Last month, in The Access Fund v. U.S. Department of Agriculture, the Ninth Circuit ruled that the Establishment Clause did not bar the U.S. Forest Service from closing Cave Rock, on Nevada's Lake Tahoe, to recreational climbing because, for 1500 years, Cave Rock has been "the most religious feature within the Washoe religion" and a key part of the Washoe Tribe's "mythology," "cosmology," and culture.
[...]
The Ninth Circuit's ruling conflicts most directly with a 1988 U.S. Supreme Court ruling; in Lyng v. Northwest Indian Cemetery Protective Ass'n, the Court rejected the demands by three American Indian Tribes in northwestern California that portions of the national forest historically and culturally used by them for religious purposes be closed. Even without Lyng, Establishment Clause jurisprudence makes clear that the Forest Service's Cave Rock decision runs afoul of every traditional Establishment Clause test, because the Forest Service's action "advances," "endorses," and "entangles it with" American Indian religion.

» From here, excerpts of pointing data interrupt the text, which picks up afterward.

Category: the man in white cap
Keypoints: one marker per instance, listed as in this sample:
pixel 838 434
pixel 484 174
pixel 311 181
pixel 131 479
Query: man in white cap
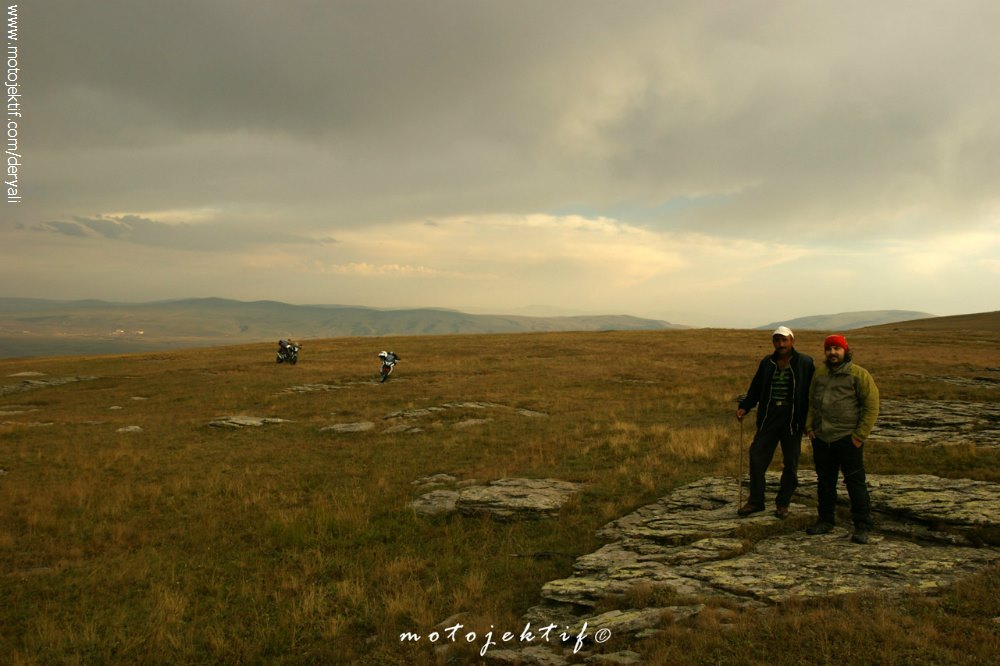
pixel 781 389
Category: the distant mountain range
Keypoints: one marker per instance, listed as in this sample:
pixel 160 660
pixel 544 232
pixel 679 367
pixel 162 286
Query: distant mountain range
pixel 32 327
pixel 846 321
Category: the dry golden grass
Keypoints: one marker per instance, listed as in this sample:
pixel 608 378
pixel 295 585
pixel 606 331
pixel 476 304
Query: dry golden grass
pixel 186 543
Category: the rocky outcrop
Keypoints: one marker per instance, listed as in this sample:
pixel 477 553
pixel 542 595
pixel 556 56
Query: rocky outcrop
pixel 517 499
pixel 503 500
pixel 359 426
pixel 934 422
pixel 32 384
pixel 243 421
pixel 929 533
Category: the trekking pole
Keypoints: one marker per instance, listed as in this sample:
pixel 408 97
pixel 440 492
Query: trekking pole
pixel 739 479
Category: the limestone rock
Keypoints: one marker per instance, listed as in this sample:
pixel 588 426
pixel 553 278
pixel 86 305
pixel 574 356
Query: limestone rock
pixel 360 426
pixel 535 655
pixel 510 499
pixel 935 422
pixel 243 421
pixel 469 423
pixel 435 502
pixel 688 541
pixel 30 384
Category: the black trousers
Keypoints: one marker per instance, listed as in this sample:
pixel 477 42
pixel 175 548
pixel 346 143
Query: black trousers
pixel 831 458
pixel 775 429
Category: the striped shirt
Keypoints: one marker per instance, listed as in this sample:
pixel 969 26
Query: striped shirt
pixel 781 384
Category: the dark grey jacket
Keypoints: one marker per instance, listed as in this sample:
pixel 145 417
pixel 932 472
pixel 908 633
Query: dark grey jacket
pixel 760 388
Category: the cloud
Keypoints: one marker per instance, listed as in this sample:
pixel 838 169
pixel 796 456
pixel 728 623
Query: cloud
pixel 204 236
pixel 603 155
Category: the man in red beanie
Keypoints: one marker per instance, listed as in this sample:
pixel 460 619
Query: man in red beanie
pixel 843 406
pixel 781 388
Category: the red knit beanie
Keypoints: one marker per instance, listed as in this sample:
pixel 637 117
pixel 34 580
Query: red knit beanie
pixel 836 340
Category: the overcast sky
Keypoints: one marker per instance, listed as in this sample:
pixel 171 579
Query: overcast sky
pixel 707 163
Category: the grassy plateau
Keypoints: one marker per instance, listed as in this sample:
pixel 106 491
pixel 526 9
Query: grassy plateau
pixel 186 543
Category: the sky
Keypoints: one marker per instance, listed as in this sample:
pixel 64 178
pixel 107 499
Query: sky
pixel 707 163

By agreeing with American Indians that Cave Rock is sacred and by rejecting the view of climbers that it is not, the Forest Service, as one landmark Supreme Court ruling puts it, "conveys a message of endorsement," informing American Indian religious practitioners that they are "insiders" and the climbers that they are "outsiders." Indeed, the Forest Service is not demanding that non-Indians simply "respect" American Indian religion; it is, in the Court's words, "employ[ing] the machinery of the state to enforce [Washoe] religious orthodoxy."

Justice requires one to set standards and treat people equally according to these standards. I happen to disagree with the courts' current views of the "establishment clause" in the Constitution because "establishment" means something entirely different with respect to religion than the current interpretation. But to blatantly apply different standards to different people is the height of lawlessness.